Whether theatre audiences cheered or stuck out their chests or swore at “Huns” under their breaths when watching this, I don’t know. I doubt that they laughed, though. Said one small-town theatre owner to the Motion Picture Herald in August 1942: “If another cartoon is produced trying to create funny expressions by various animals, we certainly will not use it. This had only one laugh and that seemed strained.” However, Showmen’s Trade Review (April 1942) declared it “funny,” so what do I know?

John Carey gets the sole animation credit here. Vive Risto, Cal Dalton and Izzy Ellis were also in the McCabe unit. McCabe was gone by November, making military films for FMPU.

1 comment:

  1. According to Cartoon Network's ToonHeads, Chuck Jones stayed after hours to help McCabe with the layouts.

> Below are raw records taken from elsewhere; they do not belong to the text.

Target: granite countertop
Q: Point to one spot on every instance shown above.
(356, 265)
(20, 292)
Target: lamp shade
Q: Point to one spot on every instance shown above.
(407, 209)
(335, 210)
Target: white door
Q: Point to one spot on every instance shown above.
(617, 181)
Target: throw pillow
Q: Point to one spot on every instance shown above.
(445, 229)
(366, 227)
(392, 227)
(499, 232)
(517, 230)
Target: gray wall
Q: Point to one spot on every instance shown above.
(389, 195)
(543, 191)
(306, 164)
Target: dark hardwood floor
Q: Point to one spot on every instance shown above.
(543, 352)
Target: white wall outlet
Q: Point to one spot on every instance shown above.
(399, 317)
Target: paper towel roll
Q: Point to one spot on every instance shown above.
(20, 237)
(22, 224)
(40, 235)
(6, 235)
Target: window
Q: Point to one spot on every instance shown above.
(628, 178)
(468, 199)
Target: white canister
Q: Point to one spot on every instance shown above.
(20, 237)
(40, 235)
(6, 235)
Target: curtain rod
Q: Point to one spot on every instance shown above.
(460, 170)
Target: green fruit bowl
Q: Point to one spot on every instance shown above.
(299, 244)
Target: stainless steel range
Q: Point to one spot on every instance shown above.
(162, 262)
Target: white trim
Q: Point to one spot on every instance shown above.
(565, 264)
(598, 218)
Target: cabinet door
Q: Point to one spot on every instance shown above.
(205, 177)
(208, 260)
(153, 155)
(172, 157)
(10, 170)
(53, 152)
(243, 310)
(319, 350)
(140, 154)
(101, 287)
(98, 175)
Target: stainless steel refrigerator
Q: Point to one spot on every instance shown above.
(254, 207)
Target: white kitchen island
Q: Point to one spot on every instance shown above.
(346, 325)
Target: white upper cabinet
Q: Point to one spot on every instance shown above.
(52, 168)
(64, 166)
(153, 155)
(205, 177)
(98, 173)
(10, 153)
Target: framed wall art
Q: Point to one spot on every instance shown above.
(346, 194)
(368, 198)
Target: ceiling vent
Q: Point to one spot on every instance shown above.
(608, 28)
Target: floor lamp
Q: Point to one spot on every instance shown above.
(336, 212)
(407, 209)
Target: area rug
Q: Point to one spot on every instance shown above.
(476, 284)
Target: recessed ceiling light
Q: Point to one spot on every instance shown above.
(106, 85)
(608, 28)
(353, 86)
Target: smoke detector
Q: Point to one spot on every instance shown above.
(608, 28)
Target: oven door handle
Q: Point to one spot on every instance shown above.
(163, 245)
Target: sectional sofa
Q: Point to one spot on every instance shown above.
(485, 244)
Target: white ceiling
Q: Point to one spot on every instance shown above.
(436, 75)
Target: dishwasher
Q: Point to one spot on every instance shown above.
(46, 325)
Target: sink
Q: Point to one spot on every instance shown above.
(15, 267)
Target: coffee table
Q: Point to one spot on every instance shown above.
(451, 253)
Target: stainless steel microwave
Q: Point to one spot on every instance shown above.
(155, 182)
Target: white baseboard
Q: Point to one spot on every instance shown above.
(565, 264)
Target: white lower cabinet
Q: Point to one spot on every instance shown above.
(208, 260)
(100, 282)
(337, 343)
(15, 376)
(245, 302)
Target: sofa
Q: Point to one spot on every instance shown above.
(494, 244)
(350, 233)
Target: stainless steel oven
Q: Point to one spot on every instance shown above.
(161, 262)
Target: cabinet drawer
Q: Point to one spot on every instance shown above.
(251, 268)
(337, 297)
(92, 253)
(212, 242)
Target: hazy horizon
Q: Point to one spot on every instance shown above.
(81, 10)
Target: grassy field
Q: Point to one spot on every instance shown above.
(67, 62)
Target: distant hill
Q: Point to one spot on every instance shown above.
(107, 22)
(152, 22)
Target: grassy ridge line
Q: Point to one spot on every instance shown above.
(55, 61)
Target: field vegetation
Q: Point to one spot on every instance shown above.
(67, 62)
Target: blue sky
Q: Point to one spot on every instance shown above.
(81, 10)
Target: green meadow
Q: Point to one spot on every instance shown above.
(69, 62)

    I always enjoyed McCabe's cartoons. His spot-gags efforts feel like Clampett without a stronger bite, but given how Bob's Porky's were around the early forties, this doesn't totally feel out of place (hell, this could have easily been a recently discovered short from the Clampett unit; most of Norm, Carey, and even Tubby Millar's gags are just the same Clampett fluff, i.e Porky's "You Darlin'" theme, the Java Jive number in Robinson Crusoe Jr., wide grins, etc....).